Take use of the comma, for instance. He bemoans his New Yorker editors’ insistence on overuse of commas, arguing that they can and should be left out when they don’t aid clarity. “Tall dark and handsome” needs no commas, he contends, because there’s no ambiguity that a comma would help clear up, no risk that a reader will think “tall dark” denotes a tall type of dark. Similarly, “red white and blue” is perfectly understandable without commas.

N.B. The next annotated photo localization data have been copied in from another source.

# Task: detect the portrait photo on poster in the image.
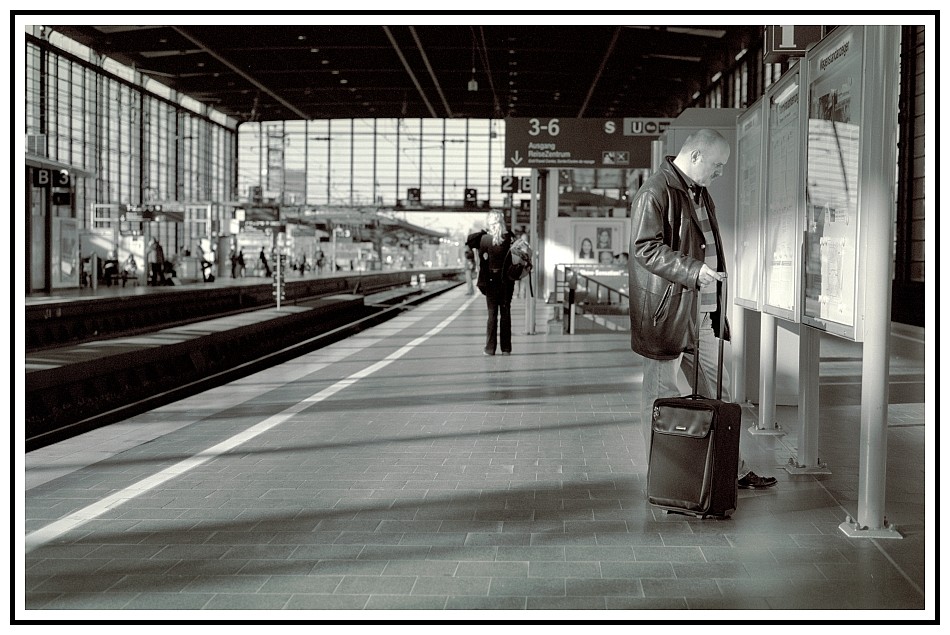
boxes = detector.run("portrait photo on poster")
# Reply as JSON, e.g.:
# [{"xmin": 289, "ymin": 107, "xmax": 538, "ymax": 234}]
[
  {"xmin": 577, "ymin": 236, "xmax": 596, "ymax": 261},
  {"xmin": 573, "ymin": 222, "xmax": 623, "ymax": 264}
]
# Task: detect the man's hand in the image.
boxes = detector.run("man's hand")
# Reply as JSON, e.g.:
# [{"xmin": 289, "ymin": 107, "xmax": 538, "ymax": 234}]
[{"xmin": 698, "ymin": 264, "xmax": 724, "ymax": 288}]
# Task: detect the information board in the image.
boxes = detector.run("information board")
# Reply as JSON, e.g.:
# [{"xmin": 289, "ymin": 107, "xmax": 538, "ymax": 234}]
[
  {"xmin": 762, "ymin": 66, "xmax": 806, "ymax": 322},
  {"xmin": 504, "ymin": 118, "xmax": 670, "ymax": 169},
  {"xmin": 733, "ymin": 100, "xmax": 766, "ymax": 309},
  {"xmin": 802, "ymin": 26, "xmax": 864, "ymax": 339}
]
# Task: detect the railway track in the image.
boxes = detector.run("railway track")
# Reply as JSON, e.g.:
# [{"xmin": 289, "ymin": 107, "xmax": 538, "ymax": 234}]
[{"xmin": 25, "ymin": 280, "xmax": 462, "ymax": 451}]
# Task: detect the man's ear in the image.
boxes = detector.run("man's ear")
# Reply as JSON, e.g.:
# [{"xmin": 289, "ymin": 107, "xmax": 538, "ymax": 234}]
[{"xmin": 690, "ymin": 150, "xmax": 701, "ymax": 164}]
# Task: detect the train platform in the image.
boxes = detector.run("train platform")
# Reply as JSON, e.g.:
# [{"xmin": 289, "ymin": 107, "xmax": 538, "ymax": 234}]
[
  {"xmin": 17, "ymin": 285, "xmax": 931, "ymax": 618},
  {"xmin": 24, "ymin": 270, "xmax": 344, "ymax": 307}
]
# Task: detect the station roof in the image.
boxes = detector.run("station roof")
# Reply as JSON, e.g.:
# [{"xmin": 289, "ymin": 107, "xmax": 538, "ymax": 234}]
[
  {"xmin": 45, "ymin": 22, "xmax": 762, "ymax": 123},
  {"xmin": 239, "ymin": 205, "xmax": 449, "ymax": 243}
]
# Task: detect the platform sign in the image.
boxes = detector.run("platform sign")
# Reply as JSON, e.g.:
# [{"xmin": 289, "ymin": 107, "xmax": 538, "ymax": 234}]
[
  {"xmin": 504, "ymin": 118, "xmax": 670, "ymax": 169},
  {"xmin": 500, "ymin": 175, "xmax": 534, "ymax": 193},
  {"xmin": 32, "ymin": 168, "xmax": 71, "ymax": 188},
  {"xmin": 764, "ymin": 25, "xmax": 825, "ymax": 63}
]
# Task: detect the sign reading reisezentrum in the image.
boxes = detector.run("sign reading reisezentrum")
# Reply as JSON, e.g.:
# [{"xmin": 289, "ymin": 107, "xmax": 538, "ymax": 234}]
[{"xmin": 504, "ymin": 117, "xmax": 671, "ymax": 169}]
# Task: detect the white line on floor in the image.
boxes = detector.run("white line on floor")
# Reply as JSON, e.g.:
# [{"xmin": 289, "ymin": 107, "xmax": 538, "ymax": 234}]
[{"xmin": 24, "ymin": 292, "xmax": 478, "ymax": 553}]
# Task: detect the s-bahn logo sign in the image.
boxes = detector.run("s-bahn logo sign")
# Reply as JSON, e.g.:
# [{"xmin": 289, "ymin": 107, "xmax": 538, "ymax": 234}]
[{"xmin": 504, "ymin": 118, "xmax": 670, "ymax": 169}]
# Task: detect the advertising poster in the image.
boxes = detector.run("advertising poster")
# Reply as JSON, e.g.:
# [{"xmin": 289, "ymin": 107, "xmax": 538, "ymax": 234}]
[
  {"xmin": 803, "ymin": 28, "xmax": 862, "ymax": 333},
  {"xmin": 573, "ymin": 222, "xmax": 624, "ymax": 266},
  {"xmin": 52, "ymin": 217, "xmax": 79, "ymax": 288}
]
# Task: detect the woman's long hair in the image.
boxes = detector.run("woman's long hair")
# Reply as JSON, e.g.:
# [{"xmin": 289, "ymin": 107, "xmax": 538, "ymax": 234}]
[{"xmin": 486, "ymin": 210, "xmax": 505, "ymax": 246}]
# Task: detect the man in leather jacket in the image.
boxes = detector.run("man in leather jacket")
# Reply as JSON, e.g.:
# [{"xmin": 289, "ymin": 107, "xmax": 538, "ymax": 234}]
[{"xmin": 629, "ymin": 128, "xmax": 777, "ymax": 490}]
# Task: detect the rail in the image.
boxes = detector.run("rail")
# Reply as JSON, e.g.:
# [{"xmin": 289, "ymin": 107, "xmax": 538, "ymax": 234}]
[{"xmin": 553, "ymin": 263, "xmax": 630, "ymax": 333}]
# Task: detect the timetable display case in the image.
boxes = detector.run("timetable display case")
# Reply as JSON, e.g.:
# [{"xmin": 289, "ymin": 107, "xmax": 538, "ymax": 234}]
[
  {"xmin": 734, "ymin": 99, "xmax": 766, "ymax": 310},
  {"xmin": 802, "ymin": 25, "xmax": 888, "ymax": 341},
  {"xmin": 762, "ymin": 65, "xmax": 807, "ymax": 322}
]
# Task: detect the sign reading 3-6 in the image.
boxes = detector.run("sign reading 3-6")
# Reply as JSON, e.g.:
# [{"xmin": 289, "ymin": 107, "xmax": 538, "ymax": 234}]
[
  {"xmin": 505, "ymin": 117, "xmax": 669, "ymax": 169},
  {"xmin": 528, "ymin": 118, "xmax": 560, "ymax": 136}
]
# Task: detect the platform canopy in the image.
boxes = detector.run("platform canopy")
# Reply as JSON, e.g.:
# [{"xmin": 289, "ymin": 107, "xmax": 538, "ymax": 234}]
[{"xmin": 282, "ymin": 207, "xmax": 448, "ymax": 244}]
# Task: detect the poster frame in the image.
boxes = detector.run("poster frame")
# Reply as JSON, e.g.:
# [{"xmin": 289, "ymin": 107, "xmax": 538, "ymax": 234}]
[
  {"xmin": 801, "ymin": 24, "xmax": 870, "ymax": 341},
  {"xmin": 761, "ymin": 64, "xmax": 807, "ymax": 323},
  {"xmin": 733, "ymin": 97, "xmax": 767, "ymax": 310}
]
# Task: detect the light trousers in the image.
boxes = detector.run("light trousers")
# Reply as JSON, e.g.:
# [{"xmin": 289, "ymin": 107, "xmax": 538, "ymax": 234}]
[{"xmin": 640, "ymin": 313, "xmax": 750, "ymax": 479}]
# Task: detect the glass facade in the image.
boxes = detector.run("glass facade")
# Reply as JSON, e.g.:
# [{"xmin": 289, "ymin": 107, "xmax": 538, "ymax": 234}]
[
  {"xmin": 236, "ymin": 117, "xmax": 514, "ymax": 210},
  {"xmin": 24, "ymin": 27, "xmax": 239, "ymax": 290},
  {"xmin": 25, "ymin": 28, "xmax": 237, "ymax": 254}
]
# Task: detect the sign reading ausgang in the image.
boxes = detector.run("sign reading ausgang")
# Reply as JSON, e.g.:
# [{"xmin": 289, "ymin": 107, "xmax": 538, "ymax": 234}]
[{"xmin": 504, "ymin": 117, "xmax": 671, "ymax": 169}]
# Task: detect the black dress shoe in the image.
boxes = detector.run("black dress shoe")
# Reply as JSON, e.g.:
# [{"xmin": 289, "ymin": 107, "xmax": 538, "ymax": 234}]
[{"xmin": 738, "ymin": 471, "xmax": 778, "ymax": 489}]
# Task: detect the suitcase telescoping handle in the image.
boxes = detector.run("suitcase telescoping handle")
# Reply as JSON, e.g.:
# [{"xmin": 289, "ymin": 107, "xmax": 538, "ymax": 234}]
[{"xmin": 689, "ymin": 272, "xmax": 727, "ymax": 400}]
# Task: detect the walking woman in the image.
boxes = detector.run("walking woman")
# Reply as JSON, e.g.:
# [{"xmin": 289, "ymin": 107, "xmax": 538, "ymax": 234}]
[{"xmin": 466, "ymin": 210, "xmax": 516, "ymax": 356}]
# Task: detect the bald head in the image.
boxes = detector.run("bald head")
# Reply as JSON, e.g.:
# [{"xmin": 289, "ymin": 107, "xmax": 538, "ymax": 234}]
[{"xmin": 672, "ymin": 128, "xmax": 731, "ymax": 187}]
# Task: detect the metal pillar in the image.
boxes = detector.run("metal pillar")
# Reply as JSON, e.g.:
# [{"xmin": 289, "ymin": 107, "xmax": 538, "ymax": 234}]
[
  {"xmin": 524, "ymin": 168, "xmax": 539, "ymax": 335},
  {"xmin": 838, "ymin": 25, "xmax": 901, "ymax": 539},
  {"xmin": 750, "ymin": 313, "xmax": 786, "ymax": 436},
  {"xmin": 730, "ymin": 307, "xmax": 746, "ymax": 403},
  {"xmin": 785, "ymin": 324, "xmax": 830, "ymax": 474}
]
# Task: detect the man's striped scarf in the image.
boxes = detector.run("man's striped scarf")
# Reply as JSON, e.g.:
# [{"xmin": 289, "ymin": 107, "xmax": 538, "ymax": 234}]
[{"xmin": 692, "ymin": 186, "xmax": 718, "ymax": 312}]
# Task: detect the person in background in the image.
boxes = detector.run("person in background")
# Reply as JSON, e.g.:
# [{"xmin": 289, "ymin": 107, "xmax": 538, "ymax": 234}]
[
  {"xmin": 598, "ymin": 250, "xmax": 614, "ymax": 266},
  {"xmin": 102, "ymin": 251, "xmax": 119, "ymax": 287},
  {"xmin": 628, "ymin": 127, "xmax": 777, "ymax": 490},
  {"xmin": 466, "ymin": 210, "xmax": 516, "ymax": 356},
  {"xmin": 237, "ymin": 248, "xmax": 246, "ymax": 278},
  {"xmin": 463, "ymin": 246, "xmax": 476, "ymax": 295},
  {"xmin": 146, "ymin": 237, "xmax": 166, "ymax": 286},
  {"xmin": 196, "ymin": 242, "xmax": 212, "ymax": 282},
  {"xmin": 230, "ymin": 246, "xmax": 240, "ymax": 278},
  {"xmin": 122, "ymin": 253, "xmax": 138, "ymax": 287},
  {"xmin": 259, "ymin": 247, "xmax": 271, "ymax": 277}
]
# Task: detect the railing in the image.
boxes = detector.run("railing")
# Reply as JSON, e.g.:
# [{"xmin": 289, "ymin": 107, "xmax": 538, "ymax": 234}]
[{"xmin": 553, "ymin": 263, "xmax": 630, "ymax": 333}]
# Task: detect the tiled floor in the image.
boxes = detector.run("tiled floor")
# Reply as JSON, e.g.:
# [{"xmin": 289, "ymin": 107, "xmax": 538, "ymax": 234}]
[{"xmin": 18, "ymin": 287, "xmax": 932, "ymax": 619}]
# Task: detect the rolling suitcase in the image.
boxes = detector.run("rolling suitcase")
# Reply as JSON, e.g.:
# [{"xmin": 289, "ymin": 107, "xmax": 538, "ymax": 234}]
[{"xmin": 647, "ymin": 277, "xmax": 740, "ymax": 519}]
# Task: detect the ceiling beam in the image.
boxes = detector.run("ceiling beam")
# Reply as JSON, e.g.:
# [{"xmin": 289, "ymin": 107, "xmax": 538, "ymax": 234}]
[
  {"xmin": 408, "ymin": 26, "xmax": 453, "ymax": 118},
  {"xmin": 576, "ymin": 26, "xmax": 621, "ymax": 118},
  {"xmin": 171, "ymin": 26, "xmax": 312, "ymax": 120},
  {"xmin": 381, "ymin": 25, "xmax": 438, "ymax": 118}
]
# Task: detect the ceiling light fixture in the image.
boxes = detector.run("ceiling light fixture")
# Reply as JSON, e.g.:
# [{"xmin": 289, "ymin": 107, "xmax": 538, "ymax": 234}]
[{"xmin": 468, "ymin": 41, "xmax": 478, "ymax": 92}]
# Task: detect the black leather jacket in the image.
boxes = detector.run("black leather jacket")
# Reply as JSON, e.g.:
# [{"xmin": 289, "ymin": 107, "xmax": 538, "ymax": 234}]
[{"xmin": 627, "ymin": 157, "xmax": 729, "ymax": 360}]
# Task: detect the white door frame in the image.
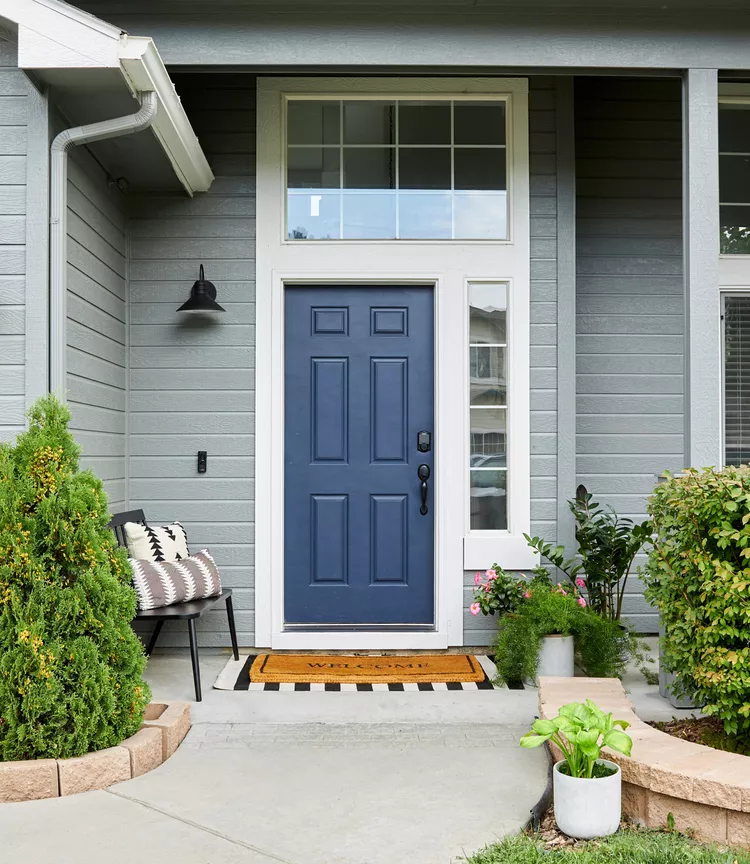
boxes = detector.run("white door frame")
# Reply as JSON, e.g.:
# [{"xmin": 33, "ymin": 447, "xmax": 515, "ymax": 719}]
[{"xmin": 255, "ymin": 77, "xmax": 531, "ymax": 649}]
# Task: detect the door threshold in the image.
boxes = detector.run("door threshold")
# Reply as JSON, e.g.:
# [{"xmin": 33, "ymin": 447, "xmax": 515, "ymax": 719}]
[{"xmin": 283, "ymin": 624, "xmax": 436, "ymax": 632}]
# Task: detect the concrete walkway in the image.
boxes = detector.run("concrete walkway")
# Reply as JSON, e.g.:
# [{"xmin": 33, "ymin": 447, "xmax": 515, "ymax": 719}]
[
  {"xmin": 0, "ymin": 643, "xmax": 694, "ymax": 864},
  {"xmin": 0, "ymin": 651, "xmax": 548, "ymax": 864}
]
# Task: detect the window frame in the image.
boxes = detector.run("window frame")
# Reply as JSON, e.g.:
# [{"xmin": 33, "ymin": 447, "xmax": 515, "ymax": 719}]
[{"xmin": 282, "ymin": 93, "xmax": 513, "ymax": 245}]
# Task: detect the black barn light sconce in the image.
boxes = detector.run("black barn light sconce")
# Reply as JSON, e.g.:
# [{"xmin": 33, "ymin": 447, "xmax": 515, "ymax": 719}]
[{"xmin": 177, "ymin": 265, "xmax": 225, "ymax": 312}]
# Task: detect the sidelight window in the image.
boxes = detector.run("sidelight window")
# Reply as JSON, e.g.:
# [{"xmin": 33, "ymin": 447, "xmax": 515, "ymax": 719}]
[
  {"xmin": 286, "ymin": 98, "xmax": 508, "ymax": 241},
  {"xmin": 468, "ymin": 282, "xmax": 508, "ymax": 530},
  {"xmin": 720, "ymin": 102, "xmax": 750, "ymax": 254}
]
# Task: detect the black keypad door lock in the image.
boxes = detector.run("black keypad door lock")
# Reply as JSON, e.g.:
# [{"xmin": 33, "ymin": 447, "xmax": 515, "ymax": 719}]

As a reviewer, Thurber is admirably unpredictable. He doesn’t automatically like everything by the big names that you’re supposed to like, and he doesn’t play the role of the impossible-to-satisfy curmudgeon who delights in trashing everything. He thinks Gertrude Stein’s writing is atrocious. He mostly likes John Steinbeck but hated The Moon is Down. He likes Henry James and Joseph Conrad, and regarded Sinclair Lewis’s Babbitt to be the best book of 1922. He’s less than enamored with writers like T.S. Eliot and James Joyce who are more obscure than there’s any justification for.
I mostly didn’t enjoy the parodies as much as some of the other pieces, as I was typically not sufficiently familiar with the writer in question’s work to ascertain how accurate or funny the parody was.
Indeed, the book as a whole just didn’t appeal to me as much as most of what I’ve read by Thurber. The inside baseball stuff about the New Yorker, the attempts to analyze humor, the parodies of writers I’ve mostly not read—I guess I just get a lot more out of his fiction and maybe some of his more journalistic writings, neither of which is represented in this compilation.
Certainly Collecting Himself has its moments. I chuckled here and there, found an occasional observation insightful, and enjoyed a few shots he takes at deserving targets. (An example of the last being his response to a letter to the editor objecting to his negative review of The Moon is Down, which turned out to be from the book’s publisher, not exactly an unbiased source of indignation. The letter writer had called the review a “slap in the face.” Thurber’s reply closed with, “I am sorry about that slap in the face. I didn’t realize my hand was open.”) But it’s not the compilation I would suggest as an introduction for a reader new to Thurber.